Contributions Towards Life Insurance and Pension and Disability

The Collective Agreement prescribes that the minimal rate of contributions towards pension shall increase, such that the employee’s contribution towards the life insurance and pension component shall ultimately be no less than 6%, and the employer’s contribution towards the life insurance and pension component shall ultimately be no less than 6.5% (the current contribution rates are 5.5% and 6% respectively), and this shall be applied in two stages:

  • On July 1, 2016, the employee’s contributions shall increase to 5.75% and the employer’s contributions shall increase to 6.25%;
  • On January 1, 2017, the employee’s contributions shall increase to 6% and the employer’s contributions shall increase to 6.5%.

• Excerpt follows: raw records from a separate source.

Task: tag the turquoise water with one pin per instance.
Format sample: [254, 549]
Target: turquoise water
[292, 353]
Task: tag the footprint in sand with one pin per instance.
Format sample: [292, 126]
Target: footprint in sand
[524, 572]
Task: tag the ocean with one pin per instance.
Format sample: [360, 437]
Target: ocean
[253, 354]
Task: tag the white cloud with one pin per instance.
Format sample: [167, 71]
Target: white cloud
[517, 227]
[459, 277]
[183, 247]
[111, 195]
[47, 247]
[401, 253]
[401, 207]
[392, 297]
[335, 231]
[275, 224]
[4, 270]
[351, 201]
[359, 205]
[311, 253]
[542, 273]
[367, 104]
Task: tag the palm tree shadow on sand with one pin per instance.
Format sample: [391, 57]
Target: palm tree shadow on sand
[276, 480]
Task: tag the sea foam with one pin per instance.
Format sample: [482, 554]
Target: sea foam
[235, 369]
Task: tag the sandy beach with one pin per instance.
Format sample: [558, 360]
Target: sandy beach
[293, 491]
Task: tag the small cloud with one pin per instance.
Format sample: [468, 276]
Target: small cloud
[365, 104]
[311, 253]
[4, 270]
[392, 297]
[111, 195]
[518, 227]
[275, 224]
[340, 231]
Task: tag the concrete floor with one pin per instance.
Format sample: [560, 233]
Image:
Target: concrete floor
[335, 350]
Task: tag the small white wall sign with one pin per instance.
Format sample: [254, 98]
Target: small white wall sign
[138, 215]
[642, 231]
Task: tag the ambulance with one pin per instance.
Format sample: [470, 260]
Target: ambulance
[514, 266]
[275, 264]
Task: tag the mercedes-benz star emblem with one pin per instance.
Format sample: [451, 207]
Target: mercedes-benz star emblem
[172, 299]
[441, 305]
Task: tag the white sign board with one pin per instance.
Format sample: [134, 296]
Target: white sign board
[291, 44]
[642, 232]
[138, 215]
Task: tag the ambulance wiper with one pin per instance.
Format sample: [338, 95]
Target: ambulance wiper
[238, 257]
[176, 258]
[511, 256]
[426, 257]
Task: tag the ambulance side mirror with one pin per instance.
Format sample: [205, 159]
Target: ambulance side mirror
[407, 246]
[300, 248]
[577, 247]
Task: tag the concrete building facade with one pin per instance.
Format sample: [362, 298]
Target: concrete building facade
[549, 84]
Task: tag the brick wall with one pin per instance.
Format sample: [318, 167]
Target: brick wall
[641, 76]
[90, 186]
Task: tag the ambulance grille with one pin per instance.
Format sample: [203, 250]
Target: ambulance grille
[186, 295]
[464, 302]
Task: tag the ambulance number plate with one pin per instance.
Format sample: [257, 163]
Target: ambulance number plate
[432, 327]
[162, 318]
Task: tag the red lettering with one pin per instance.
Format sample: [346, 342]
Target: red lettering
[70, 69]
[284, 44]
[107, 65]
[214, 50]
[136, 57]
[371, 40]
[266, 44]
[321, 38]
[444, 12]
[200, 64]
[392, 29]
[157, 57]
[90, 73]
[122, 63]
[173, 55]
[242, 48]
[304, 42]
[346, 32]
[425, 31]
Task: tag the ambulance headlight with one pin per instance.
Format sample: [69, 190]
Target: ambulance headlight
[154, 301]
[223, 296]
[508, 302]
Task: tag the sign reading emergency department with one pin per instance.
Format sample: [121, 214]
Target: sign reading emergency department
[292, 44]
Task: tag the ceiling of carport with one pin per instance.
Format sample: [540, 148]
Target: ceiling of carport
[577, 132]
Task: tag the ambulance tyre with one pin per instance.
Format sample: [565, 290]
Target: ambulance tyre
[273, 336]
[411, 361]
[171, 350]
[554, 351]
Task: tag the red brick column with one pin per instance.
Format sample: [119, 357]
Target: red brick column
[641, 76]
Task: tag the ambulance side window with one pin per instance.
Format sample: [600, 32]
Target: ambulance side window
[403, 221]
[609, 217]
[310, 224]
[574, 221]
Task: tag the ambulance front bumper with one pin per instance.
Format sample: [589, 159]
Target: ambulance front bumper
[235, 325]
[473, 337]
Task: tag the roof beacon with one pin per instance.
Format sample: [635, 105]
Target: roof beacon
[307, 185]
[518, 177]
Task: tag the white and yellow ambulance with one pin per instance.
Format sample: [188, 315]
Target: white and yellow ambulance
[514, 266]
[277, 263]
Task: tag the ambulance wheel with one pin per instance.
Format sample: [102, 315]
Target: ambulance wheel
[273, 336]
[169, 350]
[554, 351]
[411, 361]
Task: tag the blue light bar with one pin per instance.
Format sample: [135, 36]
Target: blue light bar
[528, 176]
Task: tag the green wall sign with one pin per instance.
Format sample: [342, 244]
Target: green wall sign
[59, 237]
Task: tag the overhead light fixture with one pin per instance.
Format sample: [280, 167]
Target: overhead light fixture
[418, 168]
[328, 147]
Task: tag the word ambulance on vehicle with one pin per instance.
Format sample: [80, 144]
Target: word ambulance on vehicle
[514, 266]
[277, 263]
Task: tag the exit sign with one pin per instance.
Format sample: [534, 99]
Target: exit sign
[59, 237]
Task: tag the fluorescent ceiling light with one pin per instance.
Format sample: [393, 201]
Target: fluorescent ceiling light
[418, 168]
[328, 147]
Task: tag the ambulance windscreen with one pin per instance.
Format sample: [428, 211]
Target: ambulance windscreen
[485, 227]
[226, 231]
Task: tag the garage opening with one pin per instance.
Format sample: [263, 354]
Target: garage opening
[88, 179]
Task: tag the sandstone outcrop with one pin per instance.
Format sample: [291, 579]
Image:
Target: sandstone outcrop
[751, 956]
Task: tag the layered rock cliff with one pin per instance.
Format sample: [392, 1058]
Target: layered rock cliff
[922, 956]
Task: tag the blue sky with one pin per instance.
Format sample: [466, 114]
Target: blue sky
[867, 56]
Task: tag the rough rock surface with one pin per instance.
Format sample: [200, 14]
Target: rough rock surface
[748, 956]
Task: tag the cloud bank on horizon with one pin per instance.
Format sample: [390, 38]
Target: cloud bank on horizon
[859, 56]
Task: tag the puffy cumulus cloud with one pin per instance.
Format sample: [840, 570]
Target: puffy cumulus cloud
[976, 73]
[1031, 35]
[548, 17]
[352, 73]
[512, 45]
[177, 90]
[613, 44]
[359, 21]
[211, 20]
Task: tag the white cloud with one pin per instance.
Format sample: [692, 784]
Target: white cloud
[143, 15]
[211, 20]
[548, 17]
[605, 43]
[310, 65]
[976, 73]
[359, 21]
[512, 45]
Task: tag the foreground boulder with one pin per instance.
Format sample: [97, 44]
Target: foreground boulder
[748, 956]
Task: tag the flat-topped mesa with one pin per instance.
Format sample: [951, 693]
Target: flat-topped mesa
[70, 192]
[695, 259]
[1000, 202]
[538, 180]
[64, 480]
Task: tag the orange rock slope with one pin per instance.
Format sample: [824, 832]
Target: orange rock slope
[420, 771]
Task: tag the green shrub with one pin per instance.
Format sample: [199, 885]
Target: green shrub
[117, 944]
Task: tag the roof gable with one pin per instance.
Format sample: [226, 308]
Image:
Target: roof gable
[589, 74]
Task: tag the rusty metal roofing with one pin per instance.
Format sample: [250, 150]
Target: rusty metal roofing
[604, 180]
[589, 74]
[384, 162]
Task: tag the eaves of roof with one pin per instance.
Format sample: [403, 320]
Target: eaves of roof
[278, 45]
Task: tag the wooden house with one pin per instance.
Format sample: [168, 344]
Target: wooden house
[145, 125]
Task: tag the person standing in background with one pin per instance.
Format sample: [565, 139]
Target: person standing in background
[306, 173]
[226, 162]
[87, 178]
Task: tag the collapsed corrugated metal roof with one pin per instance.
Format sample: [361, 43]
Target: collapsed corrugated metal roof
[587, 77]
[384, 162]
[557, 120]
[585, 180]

The Collective Agreement further prescribes that the employer’s payment to an insurance fund/provident fund that is not a pension fund includes payment for disability coverage at such rate that guarantees 75% of the employee’s determining salary, with at least 5% of the employer’s total payment being allocated towards life insurance and pension. To the extent an increase of costs is necessary due to a disability policy (such that the employer’s total contributions towards such components shall exceed 6.25% or 6.5%, as applicable), the employer’s total payment towards disability insurance and towards the life insurance and pension component – shall not in any event exceed 7.5%.

Contributions Towards the Severance Payment Component

The Collective Agreement prescribes that the rate of the employer’s contributions towards the severance payment component in a pension fund/ insurance fund shall be as prescribed in the agreement by and between the employee and the employer, provided that it shall not in any event be less than 6%.

In the case of new employees, it was prescribed that the employer may determine that the rate of contributions towards severance payments be equal to the lowest rate of contributions customary in the pension fund, i.e. 6%, provided that a new employee with an existing policy shall not be adversely affected.

It is important to further note that until the Collective Agreement comes into effect, the wording of the General Approval Regarding Payments of Employers to Pension Funds and Insurance Funds Instead of Severance Pay pursuant to Section 14 of the Severance Pay Law, shall be amended in accordance with the provisions of the Collective Agreement, so that they shall comply with each other.

We shall issue a further update when the Collective Agreement takes effect. In light of the provisions of the Collective Agreement it is important to begin preparing for making changes in pension contributions in July, 2016.